| By Steven Goldberg, Kiplinger
When the market crash of 2008 fades into history, a lot of mutual funds will look more appealing. But remember, bear markets show what a fund is really made of.
Your stock funds' five-year returns are getting ready to double. Why? It's just a matter of the calendar: By Dec. 31, the stock market's disastrous 37-percent plunge in 2008 will no longer be part of funds' five-year records.
Of course, this calendar quirk won't put more money in your pocket. To the extent you were in stocks in 2008 or over the entire bear market, which sliced 55.3 percent from Standard & Poor's 500-stock index ($INX) from Oct. 9, 2007, through March 9, 2009, you almost certainly lost money -- quite possibly a lot of it.
But dropping '08 from the five-year figures will make a lot of funds look shinier and more appealing -- if you don't look further back than the past five years. Don't make that mistake.

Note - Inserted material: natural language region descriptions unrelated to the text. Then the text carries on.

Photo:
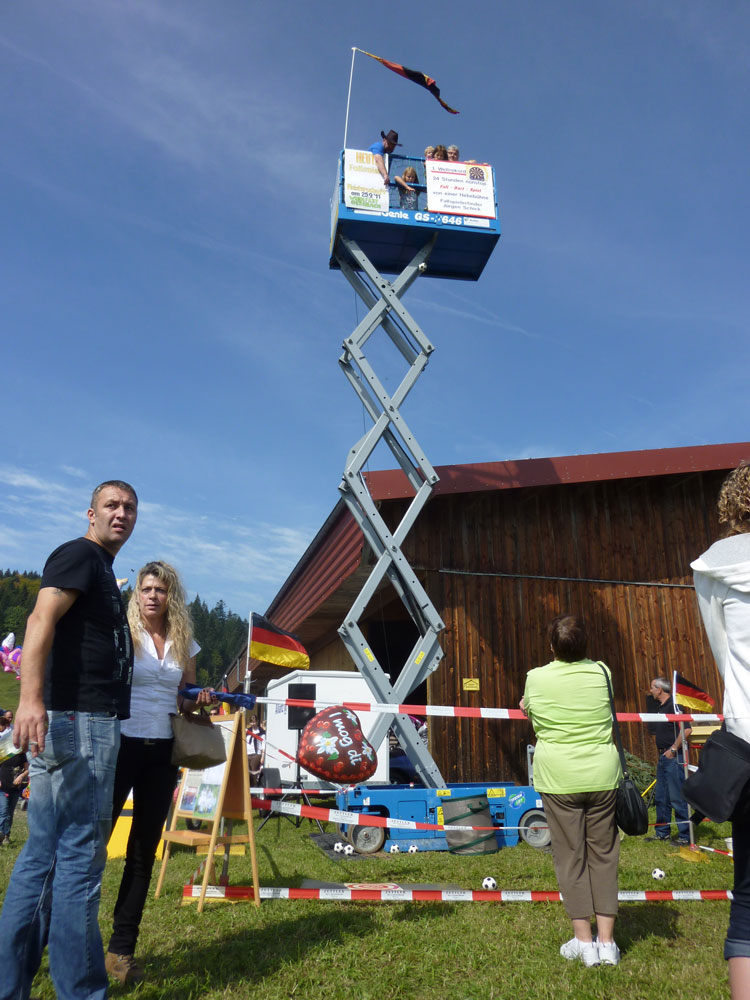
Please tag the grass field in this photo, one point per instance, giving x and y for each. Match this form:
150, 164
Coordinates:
379, 951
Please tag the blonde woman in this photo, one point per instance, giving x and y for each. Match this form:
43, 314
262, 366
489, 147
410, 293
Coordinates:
165, 654
722, 583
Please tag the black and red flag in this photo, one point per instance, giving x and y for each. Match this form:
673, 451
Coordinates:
415, 76
690, 696
272, 644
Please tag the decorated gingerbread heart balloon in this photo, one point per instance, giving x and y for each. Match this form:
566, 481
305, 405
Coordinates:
332, 746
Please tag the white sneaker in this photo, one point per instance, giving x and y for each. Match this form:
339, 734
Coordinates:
609, 953
587, 951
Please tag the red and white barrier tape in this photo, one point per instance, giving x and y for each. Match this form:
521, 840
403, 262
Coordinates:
466, 712
398, 894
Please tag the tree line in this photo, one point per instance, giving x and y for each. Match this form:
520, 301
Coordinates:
219, 632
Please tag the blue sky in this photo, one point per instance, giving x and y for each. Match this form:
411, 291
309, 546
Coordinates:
168, 314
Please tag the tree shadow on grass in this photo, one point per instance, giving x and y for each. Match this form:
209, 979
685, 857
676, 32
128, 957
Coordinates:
638, 921
246, 955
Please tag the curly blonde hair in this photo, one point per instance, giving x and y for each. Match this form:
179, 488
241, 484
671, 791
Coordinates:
734, 500
179, 626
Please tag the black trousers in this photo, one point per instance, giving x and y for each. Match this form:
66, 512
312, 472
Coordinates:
146, 768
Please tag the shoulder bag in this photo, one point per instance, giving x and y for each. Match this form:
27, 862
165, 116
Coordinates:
198, 743
719, 787
631, 811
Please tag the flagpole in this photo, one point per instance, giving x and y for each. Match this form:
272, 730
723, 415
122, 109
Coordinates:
247, 658
683, 746
349, 95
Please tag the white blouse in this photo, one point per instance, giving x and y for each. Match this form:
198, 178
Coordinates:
154, 692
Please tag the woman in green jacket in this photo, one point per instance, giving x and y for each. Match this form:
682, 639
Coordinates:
577, 771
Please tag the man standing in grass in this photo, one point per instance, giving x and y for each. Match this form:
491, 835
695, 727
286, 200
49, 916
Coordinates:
75, 688
670, 770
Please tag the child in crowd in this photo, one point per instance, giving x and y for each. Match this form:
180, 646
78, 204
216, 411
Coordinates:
407, 195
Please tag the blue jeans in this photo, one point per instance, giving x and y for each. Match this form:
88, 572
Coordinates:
670, 776
53, 893
737, 944
8, 802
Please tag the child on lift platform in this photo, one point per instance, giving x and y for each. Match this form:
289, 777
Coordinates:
407, 195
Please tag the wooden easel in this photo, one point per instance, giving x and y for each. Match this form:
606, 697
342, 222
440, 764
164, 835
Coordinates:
233, 802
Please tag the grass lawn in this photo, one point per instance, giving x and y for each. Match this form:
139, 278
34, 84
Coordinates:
378, 951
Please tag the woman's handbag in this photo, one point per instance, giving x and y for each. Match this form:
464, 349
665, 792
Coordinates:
198, 743
719, 788
631, 811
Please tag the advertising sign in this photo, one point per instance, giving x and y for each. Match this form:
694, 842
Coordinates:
460, 188
363, 185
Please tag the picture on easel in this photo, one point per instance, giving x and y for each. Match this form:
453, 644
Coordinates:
216, 794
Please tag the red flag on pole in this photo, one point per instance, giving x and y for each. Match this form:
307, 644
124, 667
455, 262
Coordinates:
415, 75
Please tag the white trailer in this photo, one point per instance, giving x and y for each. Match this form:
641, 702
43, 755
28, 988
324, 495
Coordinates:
332, 686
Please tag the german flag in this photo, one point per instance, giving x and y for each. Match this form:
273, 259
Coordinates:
692, 697
272, 644
415, 76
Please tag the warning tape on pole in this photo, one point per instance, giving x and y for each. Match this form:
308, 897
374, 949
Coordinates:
467, 712
398, 894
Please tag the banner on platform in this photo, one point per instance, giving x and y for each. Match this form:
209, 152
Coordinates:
363, 185
460, 188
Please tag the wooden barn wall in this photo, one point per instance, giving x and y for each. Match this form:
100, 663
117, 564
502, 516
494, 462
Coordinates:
500, 565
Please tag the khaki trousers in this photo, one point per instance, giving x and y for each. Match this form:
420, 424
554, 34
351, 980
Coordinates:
585, 849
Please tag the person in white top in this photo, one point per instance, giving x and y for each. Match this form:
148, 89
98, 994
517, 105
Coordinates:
722, 583
165, 654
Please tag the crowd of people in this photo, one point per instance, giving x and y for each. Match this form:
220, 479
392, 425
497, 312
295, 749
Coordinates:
576, 767
408, 194
96, 724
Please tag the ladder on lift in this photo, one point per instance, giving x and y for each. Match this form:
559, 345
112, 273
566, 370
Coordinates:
385, 309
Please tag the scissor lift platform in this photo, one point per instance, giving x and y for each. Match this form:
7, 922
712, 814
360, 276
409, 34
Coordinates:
391, 238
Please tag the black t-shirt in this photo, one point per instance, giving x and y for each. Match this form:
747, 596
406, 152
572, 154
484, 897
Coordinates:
90, 667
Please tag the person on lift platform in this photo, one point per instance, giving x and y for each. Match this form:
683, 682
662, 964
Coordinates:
387, 143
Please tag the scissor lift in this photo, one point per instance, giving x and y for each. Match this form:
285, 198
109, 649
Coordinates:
365, 245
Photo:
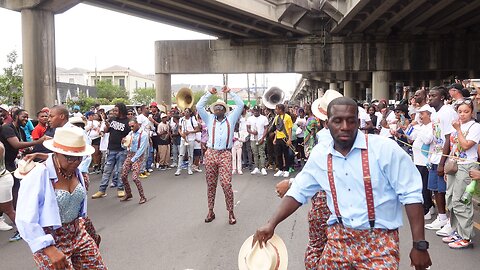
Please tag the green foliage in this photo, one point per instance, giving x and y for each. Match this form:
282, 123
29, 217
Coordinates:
144, 96
105, 89
11, 82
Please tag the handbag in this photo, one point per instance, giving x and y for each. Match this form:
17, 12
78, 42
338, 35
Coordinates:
451, 166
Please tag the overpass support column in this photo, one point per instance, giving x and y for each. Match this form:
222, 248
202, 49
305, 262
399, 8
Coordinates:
348, 89
39, 79
380, 85
163, 88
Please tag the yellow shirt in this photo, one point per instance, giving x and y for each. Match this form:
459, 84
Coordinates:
287, 123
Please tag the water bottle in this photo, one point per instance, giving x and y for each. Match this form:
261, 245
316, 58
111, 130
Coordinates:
468, 194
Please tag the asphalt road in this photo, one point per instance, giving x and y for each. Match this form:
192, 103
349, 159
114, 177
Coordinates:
168, 232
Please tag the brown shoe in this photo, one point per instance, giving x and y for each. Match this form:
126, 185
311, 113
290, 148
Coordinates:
231, 218
126, 197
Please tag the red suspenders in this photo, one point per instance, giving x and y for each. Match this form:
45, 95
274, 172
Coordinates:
366, 181
213, 133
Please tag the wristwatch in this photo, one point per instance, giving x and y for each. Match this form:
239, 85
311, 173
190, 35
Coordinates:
421, 245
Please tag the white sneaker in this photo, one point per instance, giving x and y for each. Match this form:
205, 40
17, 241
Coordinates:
3, 225
446, 230
437, 224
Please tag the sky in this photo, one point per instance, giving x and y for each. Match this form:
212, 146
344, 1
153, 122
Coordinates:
88, 37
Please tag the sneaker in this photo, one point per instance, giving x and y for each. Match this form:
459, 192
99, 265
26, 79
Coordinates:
15, 237
451, 238
445, 231
437, 224
99, 194
459, 244
255, 171
3, 225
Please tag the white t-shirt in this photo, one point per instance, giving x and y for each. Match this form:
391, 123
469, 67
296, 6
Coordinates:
423, 138
442, 125
188, 125
473, 134
257, 123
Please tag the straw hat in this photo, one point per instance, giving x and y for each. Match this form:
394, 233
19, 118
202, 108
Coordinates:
273, 256
24, 167
319, 106
69, 141
218, 102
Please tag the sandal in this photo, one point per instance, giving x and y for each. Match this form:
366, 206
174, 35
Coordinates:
231, 219
210, 217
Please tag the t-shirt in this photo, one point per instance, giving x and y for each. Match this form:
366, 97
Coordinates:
442, 125
188, 125
282, 124
9, 131
118, 130
471, 131
257, 123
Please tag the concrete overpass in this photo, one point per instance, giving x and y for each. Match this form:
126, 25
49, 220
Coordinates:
358, 43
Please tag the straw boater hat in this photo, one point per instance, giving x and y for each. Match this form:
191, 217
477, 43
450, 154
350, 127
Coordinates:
273, 255
319, 106
219, 102
69, 141
24, 167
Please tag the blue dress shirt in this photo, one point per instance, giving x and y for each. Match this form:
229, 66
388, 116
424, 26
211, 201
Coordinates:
221, 128
395, 181
37, 205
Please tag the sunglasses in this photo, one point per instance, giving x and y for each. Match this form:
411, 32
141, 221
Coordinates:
73, 159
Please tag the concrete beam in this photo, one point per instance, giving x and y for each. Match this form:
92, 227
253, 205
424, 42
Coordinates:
55, 6
401, 14
430, 12
386, 5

Look at how returns can grow. At the end of August, the five-year annualized return for the S&P 500 was 7.3 percent. If you assume that the market will be absolutely flat from Sept. 1 until the end of this year (an approach I borrowed from Chuck Jaffe at MarketWatch.com), the five-year return for the S&P will swell to an annualized 14.5 percent. The table here shows returns and projected returns for the 20 largest actively managed stock funds.)
Of course, if the market tanks between now and year's end, the five-year numbers won't look quite so pretty. But it's extremely unlikely that stocks will lose anywhere near as much as they did in the last four months of 2008, when the S&P index surrendered 28.9 percent. And, assuming that the market doesn't collapse in early 2014, the five-year returns will continue to swell a while longer because the S&P 500 plunged 25 percent from the start of 2009 until the market bottomed on March 9 of that year.
The picture is even more dramatic for foreign-stock funds. Assuming that the MSCI EAFE, which tracks mostly large-company stocks in developed nations, is flat between Sept.1 and the end of 2013, foreign stock funds will look even hotter. The EAFE index returned only 2.1 percent annualized for the five years that ended Aug. 31. But if the index merely stays flat, the five-year annualized return will balloon to 9.6 percent.
Returns for emerging-markets funds will also inflate. At the end of August, the MSCI Emerging Markets index had returned an annualized 2.2 percent over the previous five years. If the index is unchanged for the rest of the year, the five-year annualized return will balloon to 12.9 percent.
I'm willing to bet that we're about to get bombarded with ads from mutual fund companies crowing about their funds' five-year returns.
But savvy investors shouldn't forget what happened to funds during the cataclysmic 2007-09 bear market. In my view, you learn more about a fund from a bear market than you do from a bull market. It's nice to own funds that beat the indexes in bull markets. But it's much more important to own funds that hold up better than the benchmarks in down markets. And the sad fact is that precious few funds can beat the averages in both bull and bear markets. For the most part, you have to pick your poison.
With that in mind, look at the funds in the aforementioned table. It's easy to separate the riskier funds from the safer ones. Dodge & Cox International Stock (DODFX), which lost 62.3 percent, and Dodge & Cox Stock (DODGX), down 62.1 percent, top the bear-market losers. That's a large part of the reason they're on my avoid list. (In this matter, my views diverge from those of the editors of Kiplinger's Personal Finance; both funds are members of the Kiplinger 25.)
I think you should be more forgiving of two other big losers among the foreign funds: Harbor International (HAINX), down 57.9 percent, and Oppenheimer Developing Markets A (ODMAX), off 56.3 percent, because they lost less than their benchmark indexes. Both are quality funds (although you may have to pay a commission to buy the Oppenheimer fund).
On the positive side, Vanguard Health Care (VGHCX) lost just 35.5 percent, which not only shows the defensive characteristics of this sector but also speaks well for the fund.
But the two diversified funds that held up best in the bear market, Fidelity Contrafund (FCNTX) and Vanguard Primecap (VPMCX), both off 47.8 percent, are the real winners here. I don't know how Fidelity's Will Danoff continues to put up great numbers with $97 billion in assets, but he does. Similarly, Primecap Management Company, which runs the Vanguard fund, is managing a boatload of money in the same style in several different funds, but it does so superbly.
The bottom line: Stock funds got a true stress test during the bear market. Their sponsors want you to forget those big losses. But in picking funds, this is a number to always keep in mind. Five-year returns are informative, too. But they change, sometimes dramatically, for reasons that have nothing to do with what their managers have done lately.